Advice for Your Firefighter Job Interview

Before you proceed to the pivotal point of your application, you have to see to it that you are well-prepared. Check out these tips on how you can wow your interviewer, and ultimately, nail that job.

Prepare, update, review, and finalize your resume

The first thing you want to focus on when applying for a job is your firefighter resume. Before you head out to the interview, you should make sure that your resume is not only up to date, but that it is also free of any grammatical, spelling, or formatting errors. Make sure you have included all the pertinent information about your qualifications, work history, experiences, and education. Avoid making it too long or sloppy–just focus on the essentials. Most likely, potential employers will ask you to go into more specific detail about items on your resume during the interview. Remember, this is your professional resume, so go and make the best impression!  If you need to take a look at some firefighter resume samples to get a better idea of what it should look like, go over to our resume section.

Knowledge of fire codes

If you are a veteran firefighter applying for a senior position, chances are that they will expect you to know some fire code regulations.  So be sure to brush up on these.  Also, you may also want to brush up on your procedural stuff too when it comes to firefighting.

Practice the questions

Draft up some of the questions you expect them to ask you, and practice answering them. Your aim is to feel comfortable so that you answer smoothly when the time comes. Here is a list of the questions they are most likely going to ask you:

  • Why did you choose to become a firefighter?
  • What experience do you have in handling hazardous substances and materials?
  • Do you have experience responding to both structural and wildland environment emergencies?
  • What leadership qualities do you have that help you effectively manage conflicts, high-stress situations, and hostility?
  • What are your main priorities when out on a call?
  • Give me an example of a time you resolved a conflict between you and a colleague? How did you resolve it?
  • What appeals to you most about firefighting?
  • What do you consider to be your weaknesses? Your strengths?
  • What experience do you have with community outreach and involvement programs?
  • Has there ever been a complaint filed against you? If yes, what were they for?
  • Why are you interested in working with us as opposed to other departments?
  • What do you feel you can bring to our team?
  • How well can you work in a team?
  • What do you consider to be your greatest achievements?
  • What was the most difficult decision you have had to make at work? What made it so hard?
  • If hired, where do you see yourself in five years? In ten years?
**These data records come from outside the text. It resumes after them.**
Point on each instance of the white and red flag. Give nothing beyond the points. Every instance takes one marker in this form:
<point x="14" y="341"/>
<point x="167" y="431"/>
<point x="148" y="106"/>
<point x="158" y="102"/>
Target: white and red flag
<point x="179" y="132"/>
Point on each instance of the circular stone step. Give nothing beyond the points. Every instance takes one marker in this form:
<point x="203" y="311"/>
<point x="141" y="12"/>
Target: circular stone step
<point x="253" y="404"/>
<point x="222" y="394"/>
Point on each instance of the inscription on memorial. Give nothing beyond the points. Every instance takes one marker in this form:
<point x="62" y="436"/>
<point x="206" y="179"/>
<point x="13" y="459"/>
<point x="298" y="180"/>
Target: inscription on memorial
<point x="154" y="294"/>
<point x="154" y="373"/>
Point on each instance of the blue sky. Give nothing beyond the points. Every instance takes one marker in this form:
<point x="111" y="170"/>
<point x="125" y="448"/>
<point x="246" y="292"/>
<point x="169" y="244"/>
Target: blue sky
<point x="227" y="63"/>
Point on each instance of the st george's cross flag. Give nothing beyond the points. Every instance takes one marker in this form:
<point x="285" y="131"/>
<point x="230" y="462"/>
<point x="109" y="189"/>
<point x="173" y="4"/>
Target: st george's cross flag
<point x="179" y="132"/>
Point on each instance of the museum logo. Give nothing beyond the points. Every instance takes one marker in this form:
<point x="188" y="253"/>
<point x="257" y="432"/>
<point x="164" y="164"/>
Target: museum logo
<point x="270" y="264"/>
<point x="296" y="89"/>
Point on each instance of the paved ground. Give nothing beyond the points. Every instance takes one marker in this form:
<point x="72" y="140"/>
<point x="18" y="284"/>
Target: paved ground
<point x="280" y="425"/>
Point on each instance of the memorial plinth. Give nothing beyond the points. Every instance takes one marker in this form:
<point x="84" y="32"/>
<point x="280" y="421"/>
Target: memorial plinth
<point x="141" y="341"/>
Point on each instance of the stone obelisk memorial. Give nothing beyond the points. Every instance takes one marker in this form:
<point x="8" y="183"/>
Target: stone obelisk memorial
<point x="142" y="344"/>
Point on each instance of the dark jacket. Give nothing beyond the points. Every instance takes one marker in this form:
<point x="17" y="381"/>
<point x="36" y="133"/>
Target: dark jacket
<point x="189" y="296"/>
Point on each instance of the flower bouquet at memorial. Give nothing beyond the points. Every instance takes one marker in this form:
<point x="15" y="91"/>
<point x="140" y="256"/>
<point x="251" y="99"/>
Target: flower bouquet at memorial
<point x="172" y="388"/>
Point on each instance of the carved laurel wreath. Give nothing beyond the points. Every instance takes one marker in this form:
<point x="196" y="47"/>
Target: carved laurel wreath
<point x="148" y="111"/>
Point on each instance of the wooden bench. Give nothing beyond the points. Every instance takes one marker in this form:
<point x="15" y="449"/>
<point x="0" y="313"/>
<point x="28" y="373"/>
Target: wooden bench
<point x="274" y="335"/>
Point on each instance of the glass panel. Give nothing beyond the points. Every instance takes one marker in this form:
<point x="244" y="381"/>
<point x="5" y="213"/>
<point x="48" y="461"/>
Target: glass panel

After you are done answering their interview questions, you can take the opportunity to ask your potential employer any questions you may have for them. Here are some sample questions you can ask them at the end of the interview:

  • How many volunteers are there, and what role do they play in the department?
  • How open is the department to improvements and new vision?
  • How involved is the department in the community and in providing educational programs?
  • What are the standard procedures and protocols for addressing employee concerns?
  • How and how often are evaluations made?
  • What are the protocols for delegating tasks?

Remember to not ask about compensation, salary, or benefits until AFTER getting the job offer. It is only at that point that you can begin negotiating the salary.

Call them to thank them for the time and opportunity and to follow up

It is beneficial to follow up with the department after your interview to thank them for their time. It will help keep you fresh in their minds. It also shows that you are considerate and committed. Follow up once a few days after the interview, and once more a few weeks later.